We've all suffered from time to time with the law of unintended consequences. Company buys you a shiny new smartphone and now you're expected to reply to emails in the middle of the first game at the new Yankee stadium. Upgrade to new faster tape drives and discover your Exchange backups take longer because the server can't keep up and the drive is shoe-shining.
Occasionally, however, we get blessed by the computing gods and rather than being stuck with unexpected consequences we get unexpected rewards. Such is the case when we combine three of the hottest technologies in the market today -- data de-duplication, virtualization, and extended read caching -- using RAM and flash memory.

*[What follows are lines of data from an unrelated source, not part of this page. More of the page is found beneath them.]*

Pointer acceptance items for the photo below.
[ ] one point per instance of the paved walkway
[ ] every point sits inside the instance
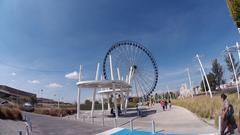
(176, 120)
(47, 125)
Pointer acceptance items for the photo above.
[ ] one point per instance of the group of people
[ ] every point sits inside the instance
(165, 104)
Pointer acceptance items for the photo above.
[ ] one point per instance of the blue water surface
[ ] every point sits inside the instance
(135, 132)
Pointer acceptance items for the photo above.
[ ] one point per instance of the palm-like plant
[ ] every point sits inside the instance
(234, 8)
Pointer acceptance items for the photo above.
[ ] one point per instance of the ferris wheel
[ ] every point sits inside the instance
(133, 63)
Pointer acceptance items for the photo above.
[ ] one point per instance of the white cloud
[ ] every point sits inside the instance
(54, 85)
(34, 81)
(13, 74)
(73, 75)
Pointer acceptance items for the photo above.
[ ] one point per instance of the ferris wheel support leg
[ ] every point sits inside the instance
(115, 100)
(122, 100)
(126, 102)
(109, 108)
(102, 104)
(78, 103)
(94, 92)
(79, 92)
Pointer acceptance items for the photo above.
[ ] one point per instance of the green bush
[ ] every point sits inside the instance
(205, 107)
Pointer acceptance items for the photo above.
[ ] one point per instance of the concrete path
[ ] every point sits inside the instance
(10, 127)
(47, 125)
(176, 120)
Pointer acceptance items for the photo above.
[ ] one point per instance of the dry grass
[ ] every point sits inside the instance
(10, 113)
(205, 107)
(55, 112)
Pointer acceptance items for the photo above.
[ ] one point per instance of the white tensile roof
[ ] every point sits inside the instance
(104, 84)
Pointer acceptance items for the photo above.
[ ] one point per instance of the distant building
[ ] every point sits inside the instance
(16, 95)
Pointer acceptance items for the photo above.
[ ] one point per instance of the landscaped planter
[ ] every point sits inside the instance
(234, 8)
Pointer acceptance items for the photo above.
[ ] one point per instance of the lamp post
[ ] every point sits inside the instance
(234, 70)
(204, 73)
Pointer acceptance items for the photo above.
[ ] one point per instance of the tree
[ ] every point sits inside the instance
(217, 71)
(211, 80)
(229, 65)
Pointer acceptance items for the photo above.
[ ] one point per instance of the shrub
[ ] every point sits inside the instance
(205, 107)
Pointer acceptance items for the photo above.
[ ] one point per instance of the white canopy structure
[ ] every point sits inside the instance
(108, 87)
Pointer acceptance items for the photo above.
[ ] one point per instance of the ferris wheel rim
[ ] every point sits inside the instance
(142, 48)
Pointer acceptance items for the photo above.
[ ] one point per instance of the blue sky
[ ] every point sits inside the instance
(41, 41)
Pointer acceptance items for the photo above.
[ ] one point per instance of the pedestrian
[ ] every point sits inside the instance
(166, 104)
(162, 104)
(169, 103)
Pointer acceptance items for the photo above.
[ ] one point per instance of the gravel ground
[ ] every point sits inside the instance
(10, 127)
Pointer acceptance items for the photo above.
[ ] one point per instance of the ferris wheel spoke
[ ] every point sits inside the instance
(141, 87)
(141, 91)
(145, 82)
(126, 54)
(136, 89)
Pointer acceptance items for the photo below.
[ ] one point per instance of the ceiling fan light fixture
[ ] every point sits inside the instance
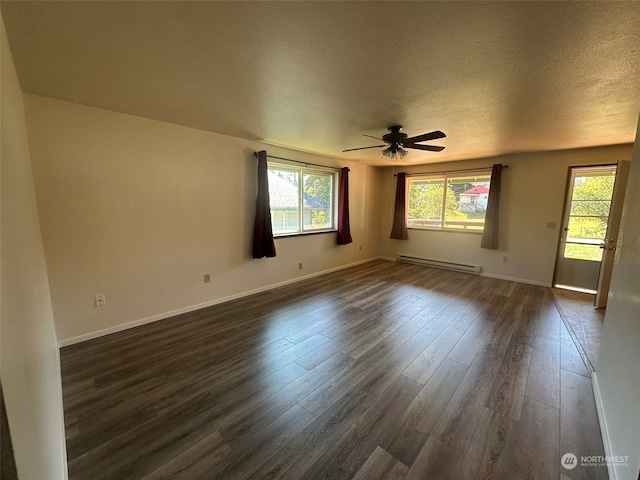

Virtual machine images in most organizations, regardless of the hypervisor the organization chooses, contain lots of duplicate data. Fifty Windows VMs will each have 2 GB to 4 GB of common DLLs and other system files that any decent de-duplication scheme can reduce by at least 90 percent.
When I first started thinking about de-duping VM images, I thought condensing 50 or more -- especially in VDI like desktop VM environments -- virtual machine images would create an I/O hot spot as all those VMs try to access the same data. As I researched an article on primary storage data reduction for next week's issue of InformationWeek, I realized, with a little help from some vendors, two truths of frequently accessed, de-duped data like VM images.
The first is that de-duped data is almost by definition-static data only heavily accessed for read. As soon as someone changes one copy of de-duped data, that copy ceases to be de-duped. The second is since de-duped data increases how often a given data block is going to be accessed, it also increases the probability it will be cached. Combine de-dupe with a big read cache and you could really boost performance.